Kaspersky's US Customers Face Tight Deadline Following Govt. Ban

US businesses and consumers using Kaspersky's antivirus software products and services have until Sept. 29 to stop using them, following a Biden Administration ban earlier this week on sales of the company's technologies in the country over national security concerns.

Companies and individuals that continue to use Kaspersky products past that date will be doing so at their own — considerable — risk, because Kaspersky will no longer be able to offer any support or updates for its products after the deadline.

"It's a good time for CISOs along with other C-suite executives and board members to revisit their organizational use of the software and, frankly, to begin preparing for this to be a long-term aspect of government commercial cybersecurity regulation," says Andrew Borene, executive director at threat intelligence firm Flashpoint. "That means immediately evaluating the scope of any Kaspersky deployment, capturing current requirements, and identifying alternatives for delivering on those requirements once the ban takes full effect at the end of September."

US Concerns About Kaspersky's Moscow Ties

In a first-of-its-kind move, the US Department of Commerce, on June 20 formally banned Kaspersky from selling its products and services in the US, citing continued use of the company's software as presenting an "undue or unacceptable national security risk."

The Commerce Department's concerns have to do with Kaspersky being a Russian company and therefore apparently being obligated to turn over customer data to the government there, whenever asked for it.

"Russia has shown time and again they have the capability and intent to exploit Russian companies, like Kaspersky Lab, to collect and weaponize sensitive US information," the Commerce department said.

The ban marks the first time the Commerce Department has used its authority under a Trump Administration 2019 Executive Order on Securing the Information and Communications Technology and Services Supply Chain (ICT).

As part of its action, the department also "designated" Kaspersky entities in Russia and the UK, meaning that US organizations and individuals are restricted from transacting business with them. In a related announcement, the US Department of Treasury placed similar restrictions on 12 key executives at Kaspersky, but notably not on the company's founder Eugene Kaspersky.

A Kaspersky spokesman described the Department of Commerce decision as likely motivated by the "current geopolitical climate and theoretical concerns rather than on a comprehensive evaluation of the integrity of Kaspersky's products and services." Kaspersky will pursue all available legal options to fight the decision, the spokesman said in an emailed statement. He added, "Kaspersky does not engage in activities which threaten US national security and, in fact, has made significant contributions with its reporting and protection from a variety of threat actors that targeted US interests and allies."

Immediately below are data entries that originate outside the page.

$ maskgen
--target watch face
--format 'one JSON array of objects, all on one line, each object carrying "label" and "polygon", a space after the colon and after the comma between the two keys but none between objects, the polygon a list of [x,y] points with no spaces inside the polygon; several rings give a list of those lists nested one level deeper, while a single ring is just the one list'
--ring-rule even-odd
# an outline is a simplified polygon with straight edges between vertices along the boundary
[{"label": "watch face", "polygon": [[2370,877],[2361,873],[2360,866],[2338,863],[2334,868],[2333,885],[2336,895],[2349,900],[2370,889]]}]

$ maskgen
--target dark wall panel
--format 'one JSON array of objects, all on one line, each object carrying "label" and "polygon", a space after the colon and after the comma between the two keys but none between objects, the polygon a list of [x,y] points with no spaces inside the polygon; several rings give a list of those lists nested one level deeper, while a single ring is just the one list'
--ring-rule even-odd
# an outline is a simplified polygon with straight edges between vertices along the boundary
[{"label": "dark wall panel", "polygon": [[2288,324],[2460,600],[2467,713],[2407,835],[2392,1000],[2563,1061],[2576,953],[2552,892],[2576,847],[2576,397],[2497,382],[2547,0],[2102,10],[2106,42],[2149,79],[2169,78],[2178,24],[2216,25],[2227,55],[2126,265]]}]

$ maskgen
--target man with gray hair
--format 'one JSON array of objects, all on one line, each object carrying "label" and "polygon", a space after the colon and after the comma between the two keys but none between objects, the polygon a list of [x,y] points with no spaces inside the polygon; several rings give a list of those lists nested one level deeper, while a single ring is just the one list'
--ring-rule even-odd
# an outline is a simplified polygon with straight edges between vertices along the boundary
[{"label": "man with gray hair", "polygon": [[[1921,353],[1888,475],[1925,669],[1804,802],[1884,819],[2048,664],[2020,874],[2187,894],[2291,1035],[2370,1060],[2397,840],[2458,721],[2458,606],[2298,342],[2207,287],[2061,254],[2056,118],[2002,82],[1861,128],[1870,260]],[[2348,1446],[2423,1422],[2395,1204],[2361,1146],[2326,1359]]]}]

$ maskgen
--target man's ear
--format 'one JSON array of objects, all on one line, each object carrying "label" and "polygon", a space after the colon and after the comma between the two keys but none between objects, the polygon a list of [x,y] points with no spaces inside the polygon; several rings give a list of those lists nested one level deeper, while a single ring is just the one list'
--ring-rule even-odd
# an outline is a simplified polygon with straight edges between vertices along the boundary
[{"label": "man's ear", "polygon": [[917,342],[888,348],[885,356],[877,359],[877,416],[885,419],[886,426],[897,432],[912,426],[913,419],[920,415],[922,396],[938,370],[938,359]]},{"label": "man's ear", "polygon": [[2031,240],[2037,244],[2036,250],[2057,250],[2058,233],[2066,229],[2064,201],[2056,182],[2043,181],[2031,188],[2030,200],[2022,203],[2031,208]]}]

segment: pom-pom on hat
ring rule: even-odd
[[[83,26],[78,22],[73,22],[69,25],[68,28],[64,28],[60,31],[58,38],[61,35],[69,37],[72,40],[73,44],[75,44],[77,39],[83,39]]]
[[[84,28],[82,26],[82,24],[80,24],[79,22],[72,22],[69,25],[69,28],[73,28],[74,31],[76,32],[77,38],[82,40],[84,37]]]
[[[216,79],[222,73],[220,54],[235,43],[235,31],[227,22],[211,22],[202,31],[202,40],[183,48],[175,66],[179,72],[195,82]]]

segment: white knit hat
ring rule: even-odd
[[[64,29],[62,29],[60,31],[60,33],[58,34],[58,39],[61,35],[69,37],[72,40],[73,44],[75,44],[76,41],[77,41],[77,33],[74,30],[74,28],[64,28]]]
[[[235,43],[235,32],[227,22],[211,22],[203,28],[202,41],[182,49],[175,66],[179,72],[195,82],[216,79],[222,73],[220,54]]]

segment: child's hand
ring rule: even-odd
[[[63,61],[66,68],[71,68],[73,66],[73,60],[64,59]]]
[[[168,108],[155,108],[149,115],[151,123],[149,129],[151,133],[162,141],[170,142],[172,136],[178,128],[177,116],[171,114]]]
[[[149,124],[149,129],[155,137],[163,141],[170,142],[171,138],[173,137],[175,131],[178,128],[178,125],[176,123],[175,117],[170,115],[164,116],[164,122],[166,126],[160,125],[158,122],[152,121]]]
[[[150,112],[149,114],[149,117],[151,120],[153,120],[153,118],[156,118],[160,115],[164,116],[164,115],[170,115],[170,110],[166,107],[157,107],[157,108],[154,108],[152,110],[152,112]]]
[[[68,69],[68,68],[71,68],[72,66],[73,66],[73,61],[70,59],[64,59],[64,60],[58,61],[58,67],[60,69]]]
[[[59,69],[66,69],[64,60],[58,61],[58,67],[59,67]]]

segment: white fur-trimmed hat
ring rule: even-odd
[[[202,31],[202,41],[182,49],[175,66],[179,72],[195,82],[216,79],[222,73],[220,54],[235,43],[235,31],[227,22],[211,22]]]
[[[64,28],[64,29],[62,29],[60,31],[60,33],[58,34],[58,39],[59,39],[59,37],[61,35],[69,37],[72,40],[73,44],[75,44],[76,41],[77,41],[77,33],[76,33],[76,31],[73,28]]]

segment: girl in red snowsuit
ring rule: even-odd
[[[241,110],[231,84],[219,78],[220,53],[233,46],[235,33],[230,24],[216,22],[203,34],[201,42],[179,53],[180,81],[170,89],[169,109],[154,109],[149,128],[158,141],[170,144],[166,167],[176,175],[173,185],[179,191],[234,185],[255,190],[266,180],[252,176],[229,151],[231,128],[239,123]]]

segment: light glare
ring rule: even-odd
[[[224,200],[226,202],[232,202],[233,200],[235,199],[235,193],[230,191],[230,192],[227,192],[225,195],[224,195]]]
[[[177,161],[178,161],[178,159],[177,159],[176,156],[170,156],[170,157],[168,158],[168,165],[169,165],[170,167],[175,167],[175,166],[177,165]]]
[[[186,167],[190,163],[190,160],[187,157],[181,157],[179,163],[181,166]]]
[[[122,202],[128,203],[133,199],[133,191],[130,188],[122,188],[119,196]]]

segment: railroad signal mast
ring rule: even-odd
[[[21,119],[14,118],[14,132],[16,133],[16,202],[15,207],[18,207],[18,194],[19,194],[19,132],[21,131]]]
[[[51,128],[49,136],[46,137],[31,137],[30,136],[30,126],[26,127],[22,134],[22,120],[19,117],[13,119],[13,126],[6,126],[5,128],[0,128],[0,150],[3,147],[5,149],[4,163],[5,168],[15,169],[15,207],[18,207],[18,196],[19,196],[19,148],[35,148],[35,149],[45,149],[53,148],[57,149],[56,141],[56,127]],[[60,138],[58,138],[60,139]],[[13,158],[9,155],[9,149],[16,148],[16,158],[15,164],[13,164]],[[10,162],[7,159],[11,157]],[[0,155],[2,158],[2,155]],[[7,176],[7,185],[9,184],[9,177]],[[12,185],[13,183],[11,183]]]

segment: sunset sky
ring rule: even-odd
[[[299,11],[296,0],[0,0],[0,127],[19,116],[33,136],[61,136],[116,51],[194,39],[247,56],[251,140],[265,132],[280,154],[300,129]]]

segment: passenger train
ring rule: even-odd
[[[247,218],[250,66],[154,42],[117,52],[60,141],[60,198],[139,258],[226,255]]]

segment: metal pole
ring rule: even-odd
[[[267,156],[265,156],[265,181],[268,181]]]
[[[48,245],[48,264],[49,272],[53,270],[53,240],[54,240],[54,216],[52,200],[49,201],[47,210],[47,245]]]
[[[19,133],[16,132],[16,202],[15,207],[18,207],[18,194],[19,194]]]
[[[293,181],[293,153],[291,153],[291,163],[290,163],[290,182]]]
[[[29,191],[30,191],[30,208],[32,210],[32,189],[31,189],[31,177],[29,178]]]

The US government decision does not impact Kaspersky's ability to continue selling its threat intelligence services or its cybersecurity training programs in the US, the statement noted.

Death Knell for Kaspersky in the US?

Even so, the US government's moves this week could effectively mean the end for Kaspersky in the country. In September 2017 the US Department of Homeland Security banned Kaspersky from selling to US federal civilian executive branch agencies over similar national security concerns. Though the company appealed that decision, the Federal Acquisition Regulation Council made it an official and permanent ban in September 2019. With this week's actions, the US government has formally blocked it from selling to US private sector companies and individuals as well.

"The US government has had its eye on Kaspersky for quite a while, so the ban is not particularly surprising," says Eric Parizo, an analyst with Omdia. The 2019 Executive Order bans the use of IT products and services that are owned or directed by a foreign adversary and pose an unacceptable risk to US national security, he says.

This week's US government action does not explicitly prohibit US individuals and organizations from using Kaspersky products after Sept. 29, 2024. But since the vendor cannot provide software updates for existing customers after that date, continued use of the product would represent a clear security risk, Parizo says. "In light of these events, it would be prudent for Kaspersky customers in the US to immediately seek alternatives." What heightens the urgency is the fact that Kaspersky's software products — like all anti-virus tools — have a lot of access to sensitive data on systems on which they are installed, he says.

Countdown to Kaspersky Sunset

Adam Maruyama, field CTO at Garrison Technology, recommends that companies which need to replace Kaspersky software make sure to catalog and identify unmanaged corporate devices that may be running the company's software. This includes looking at systems belonging to contractors on the corporate network as well as employees using personal devices at work.

"In the longer term, companies need to be conscious that a 'rip and replace' of antivirus software may not fully remove root-level access points from their systems, as antivirus programs often require root level access that is not easily removed by uninstallers," Maruyama cautions.

Given the concerns that the Commerce Department has raised about data theft and the potential weaponization of Kaspersky software, organizations should closely monitor network security suites and technical behavior of systems where Kaspersky was previously installed, he says.

The focus should be on anomalous behavior such as continued callbacks to Kaspersky or other unidentified servers. "For users with the highest levels of access to high-risk data and administrative privileges, organizations with a critical infrastructure mission may even want to consider replacing devices that previously used Kaspersky antivirus products to guard against residual risk," he says.